To be an honest person is a personal choice, with that comes all the pitfalls and hinderances that it may cause in your attempts to interact with others.
Yes.. I asked for thoughts on the dynamic itself.. not thoughts on me or my friends.
Well, their dynamic indicates con artistry. That's what building a relationship on lies is. I pointed that out, not to insult your friends, but because you didn't seem to recognize that fact. I don't know anyone who feels they have to lie as a structural part of their relationship. Mature relationships are about being open with each other, and sharing one's authentic self with the other, not pretending to be someone one isn't.
I suppose if one's true nature is being a jerk--and there are those people out there, then the only way such a person could have a relationship is either a) by lying, or b) by being themselves, and looking for a partner with low self-esteem, who would put up with it.
Last edited by Ruth4Truth; 04-27-2017 at 11:01 AM..
Sure.. but its not universal. What is a turn-off to you might not be a turn-off to me.
Therefore.. honestly is pure. No sugar, no vinegar and no extra ingredients. Just pure honestly. If its not pure.. then its not honest.
I read something a while back, written by a pastor who lived in the Seattle area.
His suggestion was this: Before opening your mouth, ask yourself 3 questions about what you want to say-
Is it the truth?
Is it kind?
Is it necessary?
If you can't answer "yes" to all three, then keep your mouth shut.

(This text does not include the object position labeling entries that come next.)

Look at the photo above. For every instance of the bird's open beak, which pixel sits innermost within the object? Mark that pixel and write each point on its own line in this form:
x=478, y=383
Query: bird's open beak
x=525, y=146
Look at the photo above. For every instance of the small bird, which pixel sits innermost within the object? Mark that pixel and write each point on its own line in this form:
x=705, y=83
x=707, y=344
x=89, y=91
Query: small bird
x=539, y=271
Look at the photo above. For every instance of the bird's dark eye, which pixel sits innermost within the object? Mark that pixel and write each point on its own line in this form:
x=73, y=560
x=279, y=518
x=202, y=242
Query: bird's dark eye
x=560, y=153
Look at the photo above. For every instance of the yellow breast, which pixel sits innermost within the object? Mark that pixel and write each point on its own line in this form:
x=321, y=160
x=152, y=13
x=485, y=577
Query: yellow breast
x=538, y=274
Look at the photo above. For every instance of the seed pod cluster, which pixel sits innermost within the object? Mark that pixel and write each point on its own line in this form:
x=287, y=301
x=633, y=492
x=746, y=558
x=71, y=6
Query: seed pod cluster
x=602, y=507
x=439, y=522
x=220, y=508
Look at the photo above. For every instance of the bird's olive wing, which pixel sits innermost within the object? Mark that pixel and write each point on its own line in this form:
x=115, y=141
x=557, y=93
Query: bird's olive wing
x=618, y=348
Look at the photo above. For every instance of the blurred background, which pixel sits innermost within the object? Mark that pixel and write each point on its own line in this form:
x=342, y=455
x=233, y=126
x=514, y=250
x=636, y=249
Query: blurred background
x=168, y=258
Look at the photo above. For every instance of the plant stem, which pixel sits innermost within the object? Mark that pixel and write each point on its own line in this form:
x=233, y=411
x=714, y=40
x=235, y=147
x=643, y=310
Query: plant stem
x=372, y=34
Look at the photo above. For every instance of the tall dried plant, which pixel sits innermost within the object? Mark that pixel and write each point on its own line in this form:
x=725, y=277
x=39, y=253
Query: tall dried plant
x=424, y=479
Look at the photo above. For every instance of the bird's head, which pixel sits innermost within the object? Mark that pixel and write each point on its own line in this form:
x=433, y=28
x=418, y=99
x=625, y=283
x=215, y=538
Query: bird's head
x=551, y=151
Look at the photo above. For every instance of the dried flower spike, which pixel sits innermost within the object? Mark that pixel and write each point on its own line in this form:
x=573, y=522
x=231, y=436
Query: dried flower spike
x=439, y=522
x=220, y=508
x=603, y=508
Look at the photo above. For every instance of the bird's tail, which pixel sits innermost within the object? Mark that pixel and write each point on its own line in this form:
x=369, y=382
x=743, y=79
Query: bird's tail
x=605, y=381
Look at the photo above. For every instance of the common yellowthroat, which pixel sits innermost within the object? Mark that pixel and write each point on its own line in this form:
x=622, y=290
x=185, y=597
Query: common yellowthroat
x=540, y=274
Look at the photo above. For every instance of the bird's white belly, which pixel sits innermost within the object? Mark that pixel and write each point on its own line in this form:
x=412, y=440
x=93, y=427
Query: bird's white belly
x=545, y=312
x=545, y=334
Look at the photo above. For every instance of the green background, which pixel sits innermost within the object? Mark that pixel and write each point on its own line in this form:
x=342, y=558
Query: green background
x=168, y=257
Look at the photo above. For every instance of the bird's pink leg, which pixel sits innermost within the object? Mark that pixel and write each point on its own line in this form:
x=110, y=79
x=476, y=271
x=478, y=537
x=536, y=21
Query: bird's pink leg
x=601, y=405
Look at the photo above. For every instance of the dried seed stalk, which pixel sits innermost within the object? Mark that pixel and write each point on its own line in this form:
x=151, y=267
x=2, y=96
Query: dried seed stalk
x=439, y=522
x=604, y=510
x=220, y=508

My experience is that people who tout themselves as "being blunt" don't generally think about those last two things- whether what they say is kind or necessary. To me, that's not a good thing. One can speak all they wish about "not sugar-coating things", or make all the excuses in the world about how they were "just being honest". What it boils down to, to me, is that these are people who have difficulty seeing outside their own little world and taking into account the feelings of others.
One can absolutely be honest and not hurtful. Yeah, it might take a little more effort to actually take into account the feelings and perceptions of others and utilize a filter before opening one's mouth- but it is certainly possible.
Dating is a "game" which is full of dishonestly and marketing. I came to this conclusion both from observation and experience:
Exhibit A: Observation
I have friends that are very blunt and honest and I have friends who tell people what they want to hear. My observation has been that my more honest friends struggle more with dating. Gender didn't make a difference either. My friends who lied a lot tended to have better social lives, more friends and more dating opportunities.
Exhibit B: Personal Experience
I've tried different approaches to dating over the years. I've tried being very honest and I've tried being a player. I got better results as a player and pulled more attractive women. The downside was the energy it took to be dishonest wasn't worth it to me personally. Right now I operate in a middle ground where I'm generally honest, but I lie when its convenient. Works pretty well.
Anyway.. I think its interesting. Seems relationships cannot thrive without dishonestly. And it makes me wonder why. Are our egos just that frail or do we enjoy life better when things are somewhat mysterious and open to interpretation?
Honestly is pure. It doesn't need sugar, nore does it need you to be tactless. It is just pure.
I have to agree with you. I have to make sure I tell the person I am in a relationship the truth.
That said, I've dealt with people who have took it upon themselves to try to give me unsolicited advice out of the guise of "being honest". But ultimately, it turned out that they didn't know nothing about what they were talking about.
Turns out they weren't being honest with themselves.